Iatrogenic atrial septal defect following transcatheter edge-to-edge mitral valve repair: A systematic review and meta-analysis.
Deng Lei, Chunlan Zhou, Junqing Zhou, Chen Luo, Baoshi Zheng
Abstract
Open AccessBACKGROUND: Transcatheter edge-to-edge mitral valve repair (TEER) requires transseptal access of the left atrium, which usually causes an iatrogenic atrial septal defect (iASD). It is controversial that whether these patients with iASD persistence will progress to a bad prognostic state. So it's worthwhile to evaluate whether the procedure of TEER induced iASD leads to development of a relevant interatrial shunt. This systematic review and meta-analysis aimed to identify predictors of iASD persistence in patients with mitral regurgitation (MR) undergoing TEER and assess its effect on in-hospital outcomes and mortality. METHODS: In this systematic review and meta-analysis, we conducted a literature search in various databases. Our investigation summarized data from contemporary studies on the incidence of iASD following TEER for MR and its association with clinical outcomes.

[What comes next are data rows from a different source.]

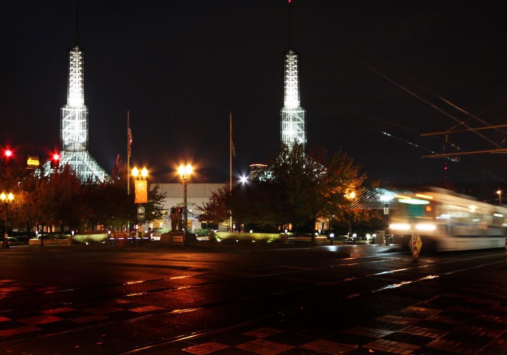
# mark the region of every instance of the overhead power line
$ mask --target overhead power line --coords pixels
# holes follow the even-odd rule
[[[421,134],[421,137],[437,136],[442,134],[449,134],[450,133],[461,133],[462,132],[470,132],[471,131],[482,131],[483,130],[490,130],[492,129],[498,128],[499,127],[507,127],[507,125],[497,125],[497,126],[488,126],[486,127],[477,127],[477,128],[470,128],[466,130],[458,130],[457,131],[442,131],[441,132],[436,132],[432,133],[422,133]]]
[[[264,4],[266,4],[266,2],[263,1],[263,3],[264,3]],[[342,37],[343,37],[345,38],[346,40],[348,40],[350,43],[351,43],[353,45],[354,47],[355,47],[356,48],[359,48],[359,49],[363,50],[364,52],[365,52],[365,53],[366,53],[367,54],[369,54],[369,55],[371,56],[372,57],[373,57],[374,58],[377,58],[376,57],[376,56],[375,56],[375,55],[372,54],[370,52],[369,52],[367,50],[365,49],[365,48],[364,48],[361,46],[357,45],[354,41],[349,39],[348,37],[348,36],[347,36],[346,35],[345,35],[343,32],[341,32],[341,31],[340,31],[336,29],[334,27],[333,27],[332,26],[331,26],[329,23],[328,23],[328,22],[327,21],[322,20],[319,16],[317,16],[317,15],[315,15],[314,14],[313,14],[311,12],[310,12],[310,11],[308,11],[308,10],[305,9],[300,4],[296,4],[296,5],[297,6],[298,6],[298,7],[299,7],[303,9],[303,10],[304,10],[307,13],[309,14],[312,16],[313,16],[314,18],[315,18],[316,20],[317,20],[318,21],[319,21],[321,23],[322,23],[324,25],[324,26],[327,26],[328,28],[330,28],[330,29],[333,30],[333,31],[334,31],[336,33],[337,33],[339,34],[340,34]],[[279,12],[278,12],[277,11],[277,12],[278,12],[278,13],[279,13]],[[283,16],[283,15],[282,15],[282,16]],[[309,30],[306,26],[304,26],[303,25],[301,25],[301,24],[300,24],[300,26],[301,27],[304,27],[305,30],[306,30],[307,31],[309,31]],[[331,42],[331,41],[330,41],[329,40],[327,40],[327,42],[331,43],[332,44],[334,44],[334,42]],[[460,121],[460,120],[458,120],[458,119],[457,119],[456,117],[455,117],[453,115],[452,115],[450,113],[447,112],[447,111],[445,111],[444,110],[443,110],[443,109],[441,108],[440,107],[437,106],[436,105],[434,105],[434,104],[430,102],[429,101],[428,101],[428,100],[427,100],[423,98],[422,97],[421,97],[419,95],[417,95],[415,92],[414,92],[413,91],[409,90],[409,89],[408,89],[407,88],[406,88],[404,85],[402,85],[402,84],[400,84],[397,82],[394,81],[393,79],[392,79],[391,78],[389,77],[389,76],[388,76],[385,74],[384,74],[383,73],[382,73],[382,72],[381,72],[378,69],[377,69],[376,68],[374,67],[373,66],[366,63],[366,62],[365,62],[359,59],[358,58],[357,58],[355,56],[354,56],[353,55],[352,55],[351,54],[350,54],[349,53],[347,53],[344,52],[343,50],[341,50],[340,52],[341,52],[341,53],[344,54],[345,55],[347,56],[349,58],[352,59],[354,61],[356,61],[357,63],[359,63],[360,64],[363,65],[364,66],[366,67],[368,69],[370,69],[372,71],[373,71],[374,72],[375,72],[377,74],[378,74],[378,75],[380,75],[380,76],[382,77],[383,78],[384,78],[386,80],[388,81],[388,82],[389,82],[391,84],[393,84],[393,85],[394,85],[398,87],[399,88],[400,88],[402,90],[404,90],[404,91],[405,91],[407,93],[411,95],[412,96],[414,96],[414,97],[415,97],[416,98],[418,99],[418,100],[420,100],[422,102],[423,102],[426,103],[426,104],[429,105],[430,106],[431,106],[433,108],[434,108],[435,109],[437,110],[439,112],[443,113],[444,114],[445,114],[446,116],[447,116],[449,118],[451,118],[452,120],[454,120],[455,121],[458,122],[460,125],[463,125],[465,127],[466,127],[467,128],[468,128],[468,129],[470,129],[471,128],[470,127],[468,127],[465,123],[465,122],[464,121]],[[391,67],[393,67],[393,69],[394,69],[394,70],[396,72],[397,72],[398,73],[400,74],[401,75],[402,75],[402,76],[403,76],[405,78],[406,78],[408,79],[409,80],[411,81],[413,83],[416,84],[416,85],[417,85],[419,87],[422,88],[423,89],[424,89],[424,90],[426,90],[428,92],[430,93],[432,95],[434,95],[437,98],[438,98],[439,99],[440,99],[441,100],[444,101],[445,103],[446,103],[448,105],[449,105],[450,106],[451,106],[451,107],[452,107],[454,109],[458,110],[460,112],[462,112],[463,113],[464,113],[465,114],[466,114],[466,115],[469,116],[470,117],[472,117],[473,119],[475,119],[476,120],[477,120],[479,121],[480,122],[482,122],[482,123],[483,123],[485,125],[487,125],[488,126],[491,126],[491,125],[490,125],[489,123],[488,123],[487,122],[486,122],[484,120],[482,120],[481,119],[480,119],[479,117],[477,117],[477,116],[476,115],[474,115],[474,114],[473,114],[472,113],[470,113],[470,112],[468,112],[466,110],[464,110],[464,109],[461,108],[461,107],[460,107],[457,105],[456,105],[455,104],[454,104],[453,103],[451,102],[450,100],[446,99],[445,98],[443,97],[441,95],[439,95],[438,94],[436,93],[436,92],[434,92],[432,90],[430,90],[428,88],[427,88],[427,87],[424,86],[424,85],[423,85],[422,84],[420,84],[420,83],[419,83],[417,81],[415,80],[414,79],[413,79],[412,77],[409,76],[408,75],[407,75],[406,74],[404,73],[403,72],[401,72],[401,71],[400,71],[399,70],[398,70],[397,69],[396,69],[395,67],[393,67],[393,66],[392,66],[392,64],[389,64],[389,65]],[[506,99],[505,100],[507,100],[507,99]],[[503,102],[503,101],[502,101],[500,102],[500,103],[502,103]],[[500,103],[498,103],[498,104],[499,104]],[[502,131],[501,130],[499,130],[497,128],[496,129],[497,130],[499,131],[499,132],[501,132],[502,133],[507,134],[507,132],[505,132],[504,131]],[[485,136],[484,136],[483,135],[481,134],[480,133],[479,133],[478,132],[475,132],[475,133],[476,134],[477,134],[478,136],[479,136],[480,137],[481,137],[481,138],[482,138],[484,139],[487,140],[487,141],[489,142],[490,143],[493,144],[493,145],[494,145],[495,146],[498,147],[498,148],[501,148],[501,146],[500,146],[499,145],[498,145],[498,144],[497,144],[496,142],[494,142],[493,141],[491,140],[491,139],[489,139],[488,138],[487,138]]]

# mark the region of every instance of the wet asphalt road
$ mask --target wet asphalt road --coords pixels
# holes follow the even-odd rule
[[[502,250],[1,251],[0,353],[507,353]]]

RESULTS: 10 studies were analyzed, possible predictors of risk factors for the persistence of iASD after TEER seemed to be atrial fibrillation before surgery (OR 1.40; P = .04), residual MR > 2+(OR 2.36; P = .001), residual tricuspid regurgitation > mild(OR 1.52; P = .01), and prolonged fluoroscopic time(MD [in minutes] 5.36; P = .007). Patients with iASD persistence after TEER seemed to have a greater risk to suffer from right heart overload reflecting from the enlarged right ventricle end-diastolic dimension (RVEDD) (MD 3.27; P < .00001) and the enlarged diameter of the right atrium (MD 4.41; P < .00001). Patients with iASD persistence after TEER had a greater risk of heart failure rehospitalization (OR 2.71; P = .003). CONCLUSION: This systematic review and meta-analysis identified several related predictors of iASD persistence, possibly leading to right heart volume overload and a higher risk of heart failure rehospitalization. In order to generalize our findings, larger clinical studies in independent patient cohorts are necessary. What's more, there is a need to perform a careful decision for interventional closure of an iASD after TEER.